I cobbled the mapping functions below together from two tutorials I found online (this one and this one). As you can see, this is a very different approach to mapping data, but it has clear benefits for exploratory purposes and produces fast, interactive maps… and I’ve not even added selection and filtering tools!

import json

def get_geodatasource(gdf):    
    """Get getjsondatasource from geopandas object"""
    json_data = json.dumps(json.loads(gdf.to_json()))
    return GeoJSONDataSource(geojson = json_data)

def bokeh_plot_map(gdf, column=None, title=''):
    """Plot bokeh map from GeoJSONDataSource """

    geosource = get_geodatasource(gdf)
    palette = brewer['OrRd'][8]
    palette = palette[::-1]
    vals = gdf[column]
    
    #Instantiate LinearColorMapper that linearly maps numbers in a range, into a sequence of colors.
    color_mapper = LinearColorMapper(palette=palette, low=vals.min(), high=vals.max())
    color_bar = ColorBar(color_mapper=color_mapper, label_standoff=8, width=500, height=10,
                         location=(0,0), orientation='horizontal')

    tools = 'wheel_zoom,pan,reset,hover'
    
    p = figure(title = title, height=700, width=850, toolbar_location='right', tools=tools)
    p.add_tile("CartoDB Positron", retina=True)
    p.xgrid.grid_line_color = None
    p.ygrid.grid_line_color = None
    
    # Add patch renderer to figure
    p.patches('xs','ys', source=geosource, fill_alpha=0.5, line_width=0.5, line_color='white',  
              fill_color={'field' :column , 'transform': color_mapper})
    
    # Specify figure layout.
    p.add_layout(color_bar, 'below')
    
    # Add hover
    hover = p.select_one(HoverTool)
    hover.point_policy = "follow_mouse"
    hover.tooltips = [("Borough", "@Borough"),
                      ("Neighbourhood", "@msoa11hclnm"),
                      ("Count of Listings", "@count"),
                      ("Median Price", "$@median")]
    
    return p

Reproject to Web Mercator:

msoa_gdf = pd.merge(msoagrdf, msoas, left_on='msoa11nm', right_on='MSOA11NM', how='inner')
msoa_gdf = msoa_gdf.set_geometry('geometry').set_crs('epsg:27700')
msoageo = msoa_gdf.to_crs('epsg:3785')
msoageo.total_bounds
array([-6.74542047e+03,  6.71906611e+06,  3.04361304e+03,  6.73637453e+06])

And map it!

# Need to drop the right geometry column
# as Bokeh doesn't know how to handle two
# and tries to 'serialise' the second geom.
p = bokeh_plot_map(msoageo.drop(columns=['geometry_right','index_right']), 'median', title=f'MSOA-Level Activity in {LA}')

handle = show(p, notebook_handle=True)
push_notebook(handle=handle)
🔗 Connections

And that’s it.
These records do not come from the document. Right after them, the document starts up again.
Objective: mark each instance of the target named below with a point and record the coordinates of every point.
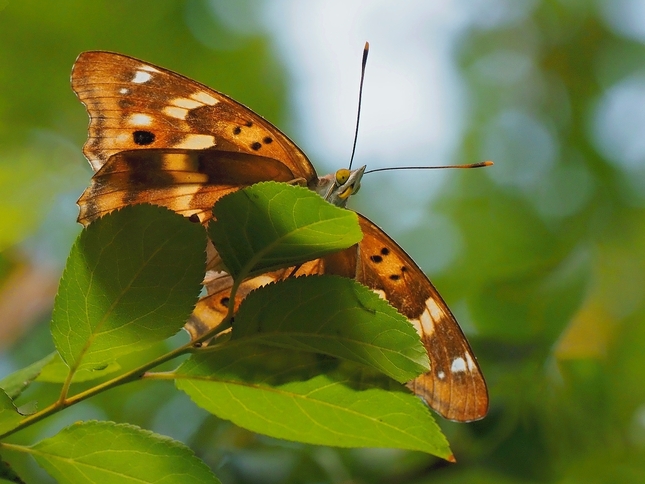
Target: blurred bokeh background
(541, 257)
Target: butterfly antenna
(366, 51)
(470, 165)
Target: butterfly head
(337, 187)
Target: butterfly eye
(342, 176)
(346, 193)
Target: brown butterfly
(159, 137)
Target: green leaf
(9, 416)
(336, 316)
(7, 474)
(15, 383)
(272, 225)
(131, 279)
(56, 371)
(106, 453)
(309, 398)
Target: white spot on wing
(140, 77)
(139, 119)
(174, 112)
(148, 68)
(435, 311)
(197, 142)
(470, 362)
(417, 326)
(204, 98)
(426, 323)
(458, 365)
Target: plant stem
(127, 377)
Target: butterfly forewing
(188, 130)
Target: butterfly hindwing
(454, 386)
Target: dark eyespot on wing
(143, 138)
(125, 103)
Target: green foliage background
(548, 284)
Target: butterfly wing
(454, 387)
(159, 137)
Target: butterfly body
(159, 137)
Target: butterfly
(158, 137)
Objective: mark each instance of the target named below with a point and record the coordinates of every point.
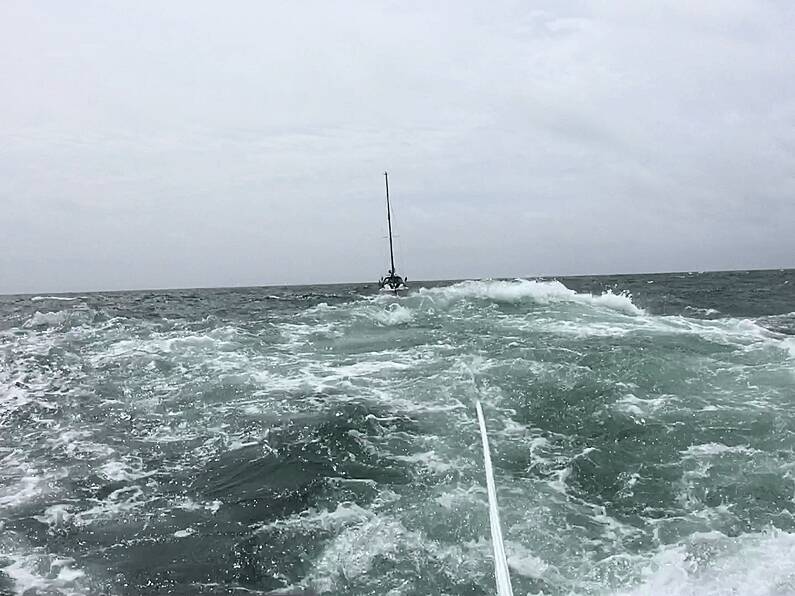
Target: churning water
(323, 440)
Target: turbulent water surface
(323, 440)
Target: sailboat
(392, 282)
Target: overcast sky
(183, 144)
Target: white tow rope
(500, 562)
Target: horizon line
(342, 283)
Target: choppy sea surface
(323, 440)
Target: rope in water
(500, 562)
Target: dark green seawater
(323, 440)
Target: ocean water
(324, 440)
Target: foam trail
(500, 562)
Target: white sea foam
(541, 292)
(57, 298)
(711, 449)
(47, 319)
(712, 564)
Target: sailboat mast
(389, 222)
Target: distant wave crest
(542, 292)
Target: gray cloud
(194, 144)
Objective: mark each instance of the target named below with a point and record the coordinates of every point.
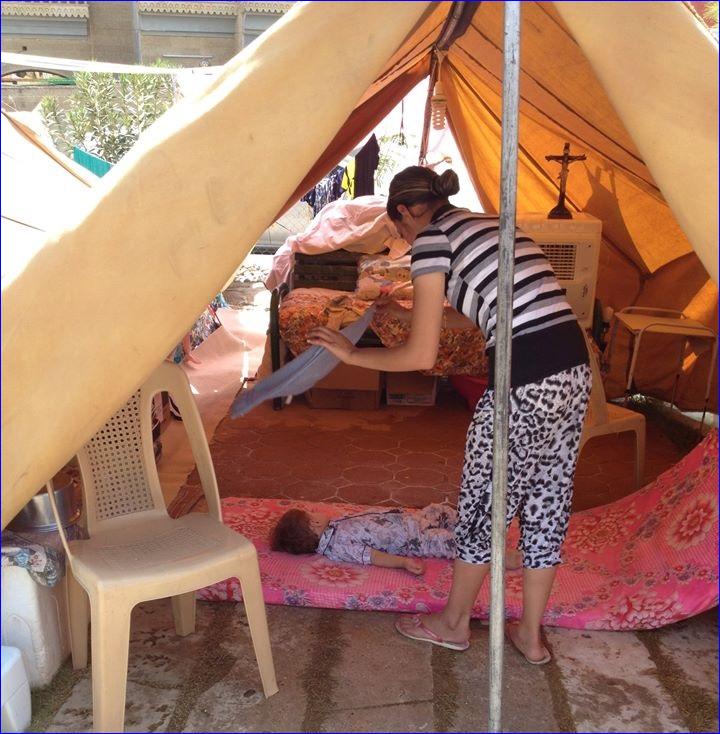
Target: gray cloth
(300, 374)
(41, 554)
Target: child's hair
(293, 534)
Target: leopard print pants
(546, 420)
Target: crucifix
(560, 211)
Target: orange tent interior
(646, 259)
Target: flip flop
(543, 661)
(420, 632)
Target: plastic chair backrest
(598, 414)
(120, 477)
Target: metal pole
(136, 32)
(506, 266)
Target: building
(182, 33)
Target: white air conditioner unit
(573, 248)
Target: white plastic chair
(605, 418)
(136, 552)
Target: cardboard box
(410, 388)
(347, 388)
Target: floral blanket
(642, 562)
(461, 351)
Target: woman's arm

That’s all she wrote! You’ve now covered in <10 weeks what many people might take 10 months to cover. So do not feel like either: 1) you know it all; or 2) you know nothing. You have learned a lot, but it’s probably just enough to see how much you don’t know. And that is the start of wisdom. Good luck, young Python-master!